Although the public works department does the plowing, contractors are still brought in to remove snow from the metered areas down, which people who own businesses and work downtown really like.
"Every day is different," he continued. "Some days you're just putting fires out. You learn to deal with it."
Nichols has seen changes over the years, including the addition of computers the maintenance department in 2008 and the learning curve that came with them.
The volume of traffic is something else that's changed.
"Formerly, if we had a downtown job, we did Wednesday, a quiet day. Not anymore," Nichols said.
"But the people haven't changed. It's still a nice, quiet small town.
"I enjoy working with the water. We have a very good water distribution system and the authority has kept it upgraded," said Nichols.
His department used to spend a lot of time dealing with water leaks, but the upgrades have addressed those over the years.
"Now we're reaping the benefits," Nichols said. "We're not losing water so we have time to do other things."

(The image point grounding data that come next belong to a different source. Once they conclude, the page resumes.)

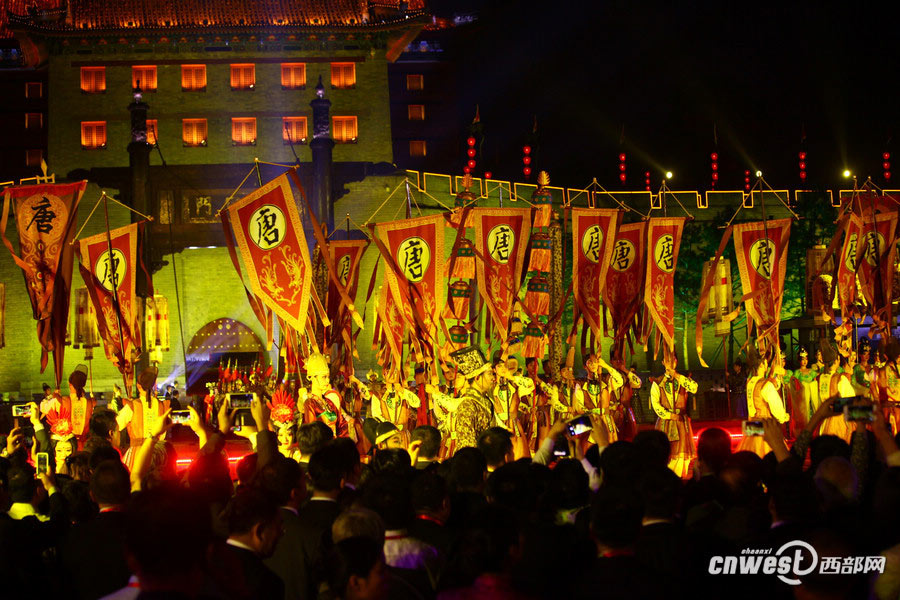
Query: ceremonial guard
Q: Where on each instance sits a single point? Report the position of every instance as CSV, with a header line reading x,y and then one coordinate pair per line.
x,y
832,385
141,414
511,388
596,394
763,400
806,398
620,404
668,398
475,411
322,402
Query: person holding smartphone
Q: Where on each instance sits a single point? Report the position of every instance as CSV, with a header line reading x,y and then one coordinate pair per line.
x,y
763,399
832,386
668,398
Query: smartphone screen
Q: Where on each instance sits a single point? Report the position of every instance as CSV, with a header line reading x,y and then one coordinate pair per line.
x,y
239,400
22,410
43,462
579,425
751,428
859,412
180,416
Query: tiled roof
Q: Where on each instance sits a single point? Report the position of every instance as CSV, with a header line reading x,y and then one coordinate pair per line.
x,y
21,7
106,15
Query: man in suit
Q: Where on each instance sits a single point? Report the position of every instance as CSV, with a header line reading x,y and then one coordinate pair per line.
x,y
93,553
254,526
285,482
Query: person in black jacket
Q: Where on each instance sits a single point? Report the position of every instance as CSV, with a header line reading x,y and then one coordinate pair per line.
x,y
93,552
255,526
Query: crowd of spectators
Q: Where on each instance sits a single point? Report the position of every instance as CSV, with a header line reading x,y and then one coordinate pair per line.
x,y
583,519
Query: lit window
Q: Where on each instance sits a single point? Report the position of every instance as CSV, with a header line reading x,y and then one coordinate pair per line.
x,y
144,77
93,135
293,130
193,78
344,130
34,89
33,158
415,82
93,80
416,112
417,148
193,132
243,77
293,76
243,131
34,120
343,75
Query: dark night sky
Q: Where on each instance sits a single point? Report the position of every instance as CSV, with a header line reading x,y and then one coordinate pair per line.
x,y
668,72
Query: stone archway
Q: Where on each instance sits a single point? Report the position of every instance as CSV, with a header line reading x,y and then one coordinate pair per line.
x,y
222,340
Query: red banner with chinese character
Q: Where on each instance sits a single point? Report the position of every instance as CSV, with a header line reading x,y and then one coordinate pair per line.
x,y
593,240
663,243
46,217
415,253
624,279
761,249
108,265
501,239
846,268
876,262
270,237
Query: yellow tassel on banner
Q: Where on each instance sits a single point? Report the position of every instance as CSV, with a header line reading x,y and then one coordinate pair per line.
x,y
537,298
535,343
459,299
464,261
540,252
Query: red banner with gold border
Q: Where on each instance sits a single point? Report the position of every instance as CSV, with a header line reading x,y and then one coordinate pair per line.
x,y
846,268
593,239
501,240
108,266
270,237
761,248
663,243
46,217
876,260
416,249
625,276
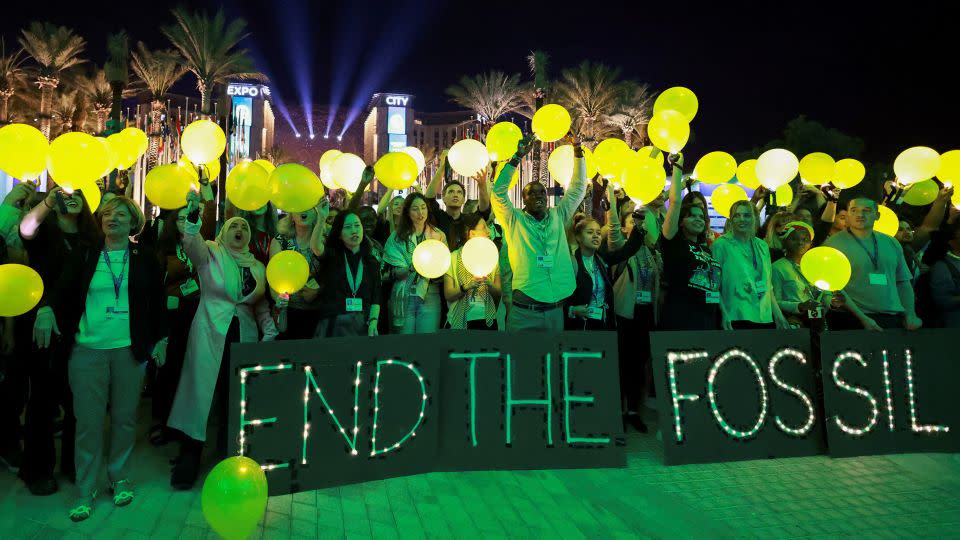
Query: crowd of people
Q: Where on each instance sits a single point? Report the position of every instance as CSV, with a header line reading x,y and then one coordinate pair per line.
x,y
184,289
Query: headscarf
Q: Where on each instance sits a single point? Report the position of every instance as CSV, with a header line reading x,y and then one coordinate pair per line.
x,y
243,258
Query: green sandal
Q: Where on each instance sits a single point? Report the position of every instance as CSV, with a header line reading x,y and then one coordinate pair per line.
x,y
122,491
83,508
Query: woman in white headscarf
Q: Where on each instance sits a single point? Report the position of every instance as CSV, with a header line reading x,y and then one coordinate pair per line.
x,y
232,308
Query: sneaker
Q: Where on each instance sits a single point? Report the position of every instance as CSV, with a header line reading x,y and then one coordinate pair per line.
x,y
82,508
122,491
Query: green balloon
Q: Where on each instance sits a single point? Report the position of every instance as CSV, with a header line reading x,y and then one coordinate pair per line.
x,y
234,497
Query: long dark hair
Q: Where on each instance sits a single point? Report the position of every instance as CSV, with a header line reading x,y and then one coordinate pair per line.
x,y
405,228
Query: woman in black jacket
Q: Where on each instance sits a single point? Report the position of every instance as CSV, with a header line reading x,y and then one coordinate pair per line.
x,y
112,326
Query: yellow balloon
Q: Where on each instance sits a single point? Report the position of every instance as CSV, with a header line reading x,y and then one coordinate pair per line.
x,y
848,173
76,158
668,130
23,151
203,141
20,289
551,123
480,256
288,271
747,174
468,157
417,156
643,179
725,195
611,156
826,268
679,99
776,167
817,168
139,138
167,186
248,186
396,170
347,171
922,193
502,140
916,164
888,223
560,164
267,166
949,172
294,188
431,259
716,168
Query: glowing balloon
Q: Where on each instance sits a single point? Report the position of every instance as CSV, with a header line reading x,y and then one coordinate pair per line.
x,y
668,130
20,289
346,171
23,151
468,157
716,168
776,167
949,172
287,272
643,179
921,193
916,164
431,259
480,256
848,173
611,156
560,164
551,123
826,268
817,168
76,158
139,138
203,141
417,156
234,497
167,186
747,174
248,186
294,188
725,195
888,223
679,99
396,170
502,140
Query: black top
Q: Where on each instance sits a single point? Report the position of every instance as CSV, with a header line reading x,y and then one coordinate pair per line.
x,y
148,308
335,288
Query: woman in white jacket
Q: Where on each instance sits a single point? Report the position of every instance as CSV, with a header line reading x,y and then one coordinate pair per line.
x,y
232,308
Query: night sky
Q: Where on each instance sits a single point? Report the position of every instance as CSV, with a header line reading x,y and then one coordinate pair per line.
x,y
880,73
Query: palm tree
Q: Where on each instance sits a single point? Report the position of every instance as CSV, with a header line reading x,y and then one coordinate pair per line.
x,y
632,114
208,46
12,77
157,71
491,95
54,48
591,92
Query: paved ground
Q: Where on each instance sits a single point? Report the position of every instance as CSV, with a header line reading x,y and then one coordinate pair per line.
x,y
875,497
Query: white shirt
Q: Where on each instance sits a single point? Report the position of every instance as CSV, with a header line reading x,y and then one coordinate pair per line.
x,y
528,238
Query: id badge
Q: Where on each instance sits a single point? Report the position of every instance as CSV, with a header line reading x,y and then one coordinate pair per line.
x,y
189,287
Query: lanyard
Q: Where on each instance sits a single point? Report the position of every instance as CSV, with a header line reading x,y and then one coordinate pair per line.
x,y
875,256
117,280
353,282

Nichols said another project is the ongoing storm water management work that started on South Allison Street in the 1990s that has continued farther into town as money became available. The last few years the crew has been installing water main valves to make it more convenient with an impact on a smaller area if water has to be shut off.
The borough is currently advertising for Nichols' replacement and he is thinking about what he will do in retirement.
His wife, Tonya, is continuing to work at World Kitchen so he wants some sort of part-time work.
He'll also have more time to do projects at the homes of his children, Sara Nichols, who lives in Shippensburg and works at Beistle and David Nichols, who lives in Mechanicsburg and works in IT, and to spend with grandsons, Ben Nichols, 5, and Wes Nichols, 1.
Nichols also plans to do more woodworking and restoration of antiques and to continue his enthusiasm for model railroads.